Why data consumption startup Yatango decided to list on the ASX
Making yourself attractive to investors and “managing the cash burn” is the key to scaling and eventually listing on the stock exchange, according to the founder of a Sydney startup set to list on the ASX in the next few months.
Yatango, a consumer-focused data usage startup, launched in 2013 and is now on track to float in June.
Founder and chief executive Andy Taylor, who left Society One in 2012 to found the company, told StartupSmart he ultimately had to choose between listing on the ASX or the UK stock exchange.
“For us it was about how we can raise the capital we need to really scale this business on reasonable terms,” he says.
“We kind of exhausted the private seed family office space – we raised about $9 million from seed investors and at some stage we needed to get to that point where we could raise one big lump sum of cash. What I like about the ASX at the moment and all the money shifting from mining to tech is the appetite – there have been some successes recently.”

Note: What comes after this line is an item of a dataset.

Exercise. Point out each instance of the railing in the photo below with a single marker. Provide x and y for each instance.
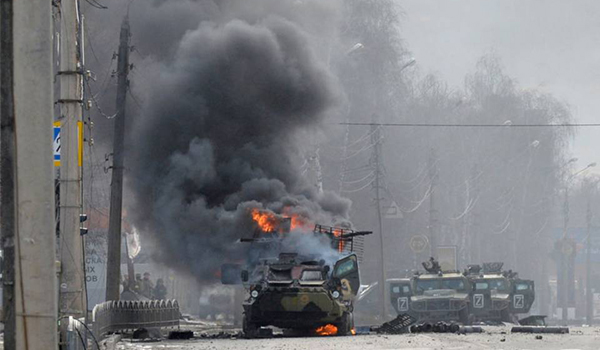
(126, 315)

Taylor says finding the right broker was “the biggest challenge” in the lead up to the decision to float.
“You got to make sure you’ve got the right partners because it’s all about the people at the end of the day and you’ve got to be able to pull it off,” he says.
His advice to other founders who wish to scale their company is to focus on getting the tech right and winning over local investors.
“You’ve got to focus on the product to get it right, but I think a lot of the tech space gets sort of carried away by these Silicon Valley valuations and what you have got to do over here is very different,” he says.
“You’ve got to take a different strategy – Xero is a great example of a tech business doing it right and we want to play by the same book. I would advise not to get too carried away and manage the cash burn… that’s the most important thing.”
Yatango is hoping to raise a minimum of $6 million when it floats in order to fund a rapid international expansion.
“This is one step to a bigger strategy to expanding into the US and Europe,” Taylor says.
“We believe we have the foundations in place now to do that.”
Yesterday the government introduced legislation into Parliament that will see an overhaul of the rules governing employee share schemes – meaning startup employees will be able to defer the tax on their options until they are converted to shares.
However, businesses turning over more than $50 million are exempt, as are companies listed on an approved stock or securities exchange.
Taylor says he is “highly disappointed” that his business will be exempt from the new employee share scheme framework, along with companies like Freelancer and Atlassian.
“I just think this is a case of the rules having to catch up with the reality,” he says.
“For companies like us that want to grow and be international, we believe this [listing on the ASX] is the only way we could do that if we are to stay in Australia… other than going to find a massive VC company that would put the most onerous terms on us we could imagine.”